La marmite était au feu. On offrit à Madame St.-Aubin les quelques aliments qu’on avait préservés ; elle en prit ce qu’il lui en fallait pour se soutenir et s’empêcher de mourir. La petite mangea avec l’appétit qu’on a à quatre ans ; puis toutes les deux, vaincues par les émotions de la journée, la fatigue et le sommeil qui les gagnaient, s’étendirent sur le lit de sapin et ne tardèrent pas à s’endormir profondément. Jean Renousse et Phédor se couchèrent à l’entrée de la cabane et firent bonne garde toute la nuit.

Lorsque Madame St.-Aubin s’éveilla le matin, tous les malheureux proscrits, ses compagnons d’infortune, lui avaient construit une demeure un peu plus confortable : c’était une misérable masure de pièces qui lui offrait un séjour plus spacieux, mais qu’il y avait loin de là à la maison qu’elle avait laissée.

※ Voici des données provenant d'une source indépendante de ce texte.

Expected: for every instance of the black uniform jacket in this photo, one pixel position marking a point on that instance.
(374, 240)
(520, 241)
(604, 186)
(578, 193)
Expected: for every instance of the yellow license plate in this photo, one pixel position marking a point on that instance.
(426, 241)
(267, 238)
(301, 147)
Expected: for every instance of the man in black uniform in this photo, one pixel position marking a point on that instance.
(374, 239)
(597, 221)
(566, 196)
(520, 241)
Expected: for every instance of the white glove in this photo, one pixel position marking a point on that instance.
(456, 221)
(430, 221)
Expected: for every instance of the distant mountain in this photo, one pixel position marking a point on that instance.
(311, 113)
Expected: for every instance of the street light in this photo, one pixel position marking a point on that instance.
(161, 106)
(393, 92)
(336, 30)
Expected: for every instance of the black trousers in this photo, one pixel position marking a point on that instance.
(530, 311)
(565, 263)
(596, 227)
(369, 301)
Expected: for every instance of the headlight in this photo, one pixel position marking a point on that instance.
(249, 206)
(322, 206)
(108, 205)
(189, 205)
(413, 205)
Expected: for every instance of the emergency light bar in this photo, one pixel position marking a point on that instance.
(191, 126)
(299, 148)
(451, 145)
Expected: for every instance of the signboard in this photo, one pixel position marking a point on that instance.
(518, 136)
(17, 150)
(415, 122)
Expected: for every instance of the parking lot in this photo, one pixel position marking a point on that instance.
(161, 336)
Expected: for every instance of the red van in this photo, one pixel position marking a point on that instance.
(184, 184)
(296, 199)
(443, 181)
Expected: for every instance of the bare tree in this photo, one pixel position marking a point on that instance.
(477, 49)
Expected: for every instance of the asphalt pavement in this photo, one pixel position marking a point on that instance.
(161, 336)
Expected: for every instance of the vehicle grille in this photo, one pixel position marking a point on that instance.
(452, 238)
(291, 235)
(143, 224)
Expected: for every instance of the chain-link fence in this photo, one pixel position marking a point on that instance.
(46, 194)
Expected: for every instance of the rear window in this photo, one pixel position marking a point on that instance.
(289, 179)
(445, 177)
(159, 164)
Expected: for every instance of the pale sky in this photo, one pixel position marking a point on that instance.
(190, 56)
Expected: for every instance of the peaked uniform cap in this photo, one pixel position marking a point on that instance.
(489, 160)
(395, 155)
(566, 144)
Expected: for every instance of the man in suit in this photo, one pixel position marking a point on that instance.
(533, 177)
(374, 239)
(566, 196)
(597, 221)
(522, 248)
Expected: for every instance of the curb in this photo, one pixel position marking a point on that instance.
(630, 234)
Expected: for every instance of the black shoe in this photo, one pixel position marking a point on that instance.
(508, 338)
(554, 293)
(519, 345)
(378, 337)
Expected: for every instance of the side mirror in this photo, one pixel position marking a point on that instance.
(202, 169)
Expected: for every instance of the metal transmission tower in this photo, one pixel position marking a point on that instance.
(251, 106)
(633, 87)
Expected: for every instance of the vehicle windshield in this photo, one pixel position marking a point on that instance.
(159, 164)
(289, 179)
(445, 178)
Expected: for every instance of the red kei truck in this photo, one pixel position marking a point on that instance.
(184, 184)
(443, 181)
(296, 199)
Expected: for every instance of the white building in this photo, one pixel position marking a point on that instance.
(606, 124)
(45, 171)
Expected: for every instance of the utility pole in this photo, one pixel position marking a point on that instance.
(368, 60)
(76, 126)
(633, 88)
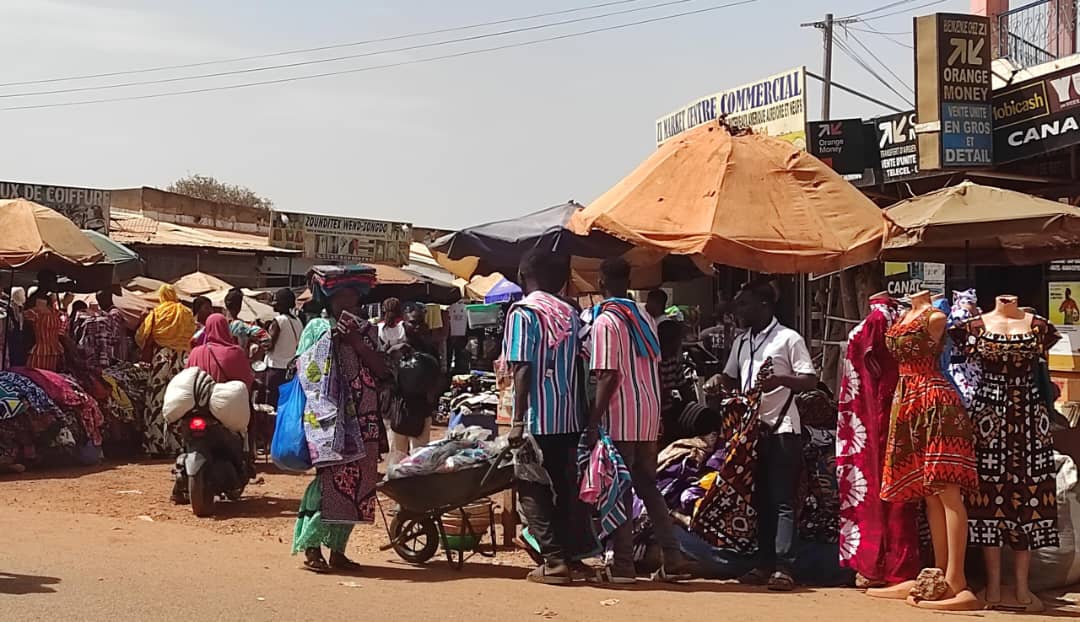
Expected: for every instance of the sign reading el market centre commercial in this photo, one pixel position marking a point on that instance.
(774, 106)
(340, 240)
(88, 207)
(1039, 115)
(953, 91)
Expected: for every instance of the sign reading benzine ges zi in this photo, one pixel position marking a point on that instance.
(774, 106)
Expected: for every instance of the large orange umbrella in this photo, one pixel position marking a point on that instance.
(746, 201)
(36, 238)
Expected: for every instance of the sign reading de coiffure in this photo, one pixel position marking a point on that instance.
(953, 91)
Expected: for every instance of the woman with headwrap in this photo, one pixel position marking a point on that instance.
(165, 339)
(219, 355)
(48, 350)
(338, 364)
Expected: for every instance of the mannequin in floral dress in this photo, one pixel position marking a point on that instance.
(930, 456)
(1016, 499)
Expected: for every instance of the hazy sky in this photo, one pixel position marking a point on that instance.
(447, 144)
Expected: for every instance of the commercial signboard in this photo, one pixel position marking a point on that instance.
(1037, 116)
(840, 144)
(337, 240)
(953, 91)
(903, 279)
(898, 147)
(774, 106)
(89, 208)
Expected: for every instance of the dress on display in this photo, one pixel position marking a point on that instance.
(930, 436)
(1016, 499)
(878, 539)
(962, 370)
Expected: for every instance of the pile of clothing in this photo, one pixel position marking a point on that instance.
(50, 418)
(462, 448)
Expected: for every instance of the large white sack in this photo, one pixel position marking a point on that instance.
(179, 395)
(1060, 566)
(229, 405)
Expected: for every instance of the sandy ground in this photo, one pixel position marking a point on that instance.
(105, 543)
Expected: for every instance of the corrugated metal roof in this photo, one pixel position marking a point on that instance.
(129, 228)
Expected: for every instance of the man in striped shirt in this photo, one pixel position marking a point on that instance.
(541, 345)
(625, 352)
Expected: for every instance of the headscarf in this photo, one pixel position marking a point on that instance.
(219, 355)
(17, 302)
(171, 324)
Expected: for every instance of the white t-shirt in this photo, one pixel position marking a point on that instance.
(790, 357)
(391, 336)
(459, 319)
(288, 336)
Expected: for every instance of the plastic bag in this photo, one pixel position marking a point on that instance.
(288, 449)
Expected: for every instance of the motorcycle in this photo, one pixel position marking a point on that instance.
(214, 463)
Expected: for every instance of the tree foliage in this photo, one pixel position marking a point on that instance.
(211, 189)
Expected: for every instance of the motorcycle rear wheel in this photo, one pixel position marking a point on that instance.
(202, 497)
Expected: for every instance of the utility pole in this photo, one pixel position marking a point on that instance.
(826, 70)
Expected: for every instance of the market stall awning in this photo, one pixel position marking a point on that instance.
(747, 201)
(126, 264)
(499, 247)
(37, 238)
(973, 224)
(200, 284)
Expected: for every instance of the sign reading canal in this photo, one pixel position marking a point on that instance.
(953, 91)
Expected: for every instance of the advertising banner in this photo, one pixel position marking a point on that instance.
(339, 240)
(953, 91)
(903, 279)
(89, 208)
(839, 144)
(898, 147)
(774, 106)
(1037, 116)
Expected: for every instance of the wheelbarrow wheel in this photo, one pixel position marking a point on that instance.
(415, 538)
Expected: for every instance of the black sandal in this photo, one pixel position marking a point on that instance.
(315, 563)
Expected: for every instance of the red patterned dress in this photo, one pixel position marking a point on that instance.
(931, 438)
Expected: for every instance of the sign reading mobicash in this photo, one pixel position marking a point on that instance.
(1037, 116)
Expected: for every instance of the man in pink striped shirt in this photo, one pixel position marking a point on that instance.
(625, 353)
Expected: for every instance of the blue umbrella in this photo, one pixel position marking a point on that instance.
(504, 291)
(126, 264)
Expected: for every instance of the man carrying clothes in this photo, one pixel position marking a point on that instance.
(781, 444)
(625, 352)
(541, 347)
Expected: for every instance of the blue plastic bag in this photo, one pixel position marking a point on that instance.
(289, 446)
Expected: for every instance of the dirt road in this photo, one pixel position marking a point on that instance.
(106, 544)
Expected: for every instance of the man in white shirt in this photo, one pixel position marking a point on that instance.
(781, 444)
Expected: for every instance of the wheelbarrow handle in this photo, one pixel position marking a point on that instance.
(495, 464)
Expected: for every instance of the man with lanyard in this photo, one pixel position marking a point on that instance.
(781, 444)
(541, 347)
(624, 355)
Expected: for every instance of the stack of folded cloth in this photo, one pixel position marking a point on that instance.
(327, 280)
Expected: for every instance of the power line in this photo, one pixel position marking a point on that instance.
(386, 66)
(855, 58)
(319, 49)
(882, 8)
(886, 36)
(345, 57)
(905, 12)
(881, 63)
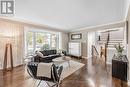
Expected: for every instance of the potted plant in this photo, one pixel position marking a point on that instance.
(119, 49)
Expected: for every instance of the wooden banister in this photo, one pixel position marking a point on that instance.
(94, 51)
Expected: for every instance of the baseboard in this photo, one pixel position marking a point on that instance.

Comment l’hiver se passa-t-il ? Laissons à M. Rameau de dépeindre ce que durent souffrir les malheureuses victimes de l’expatriation. C’est d’ailleurs de lui que nous empruntons la partie historique de ce récit, en ce qui concerne les Acadiens.

« Quelle que fut l’âpre sollicitude que montrèrent les Anglais, un certain nombre d’individus cependant se sauvèrent de la proscription. Comment ces pauvres gens purent-ils vivre dans les bois et les déserts ? par quelle suite d’aventures et de souffrances ont-ils passé, pendant de longues années, en présence de spectateurs auxquels on distribua leurs biens ? c’est ce que nous ignorons…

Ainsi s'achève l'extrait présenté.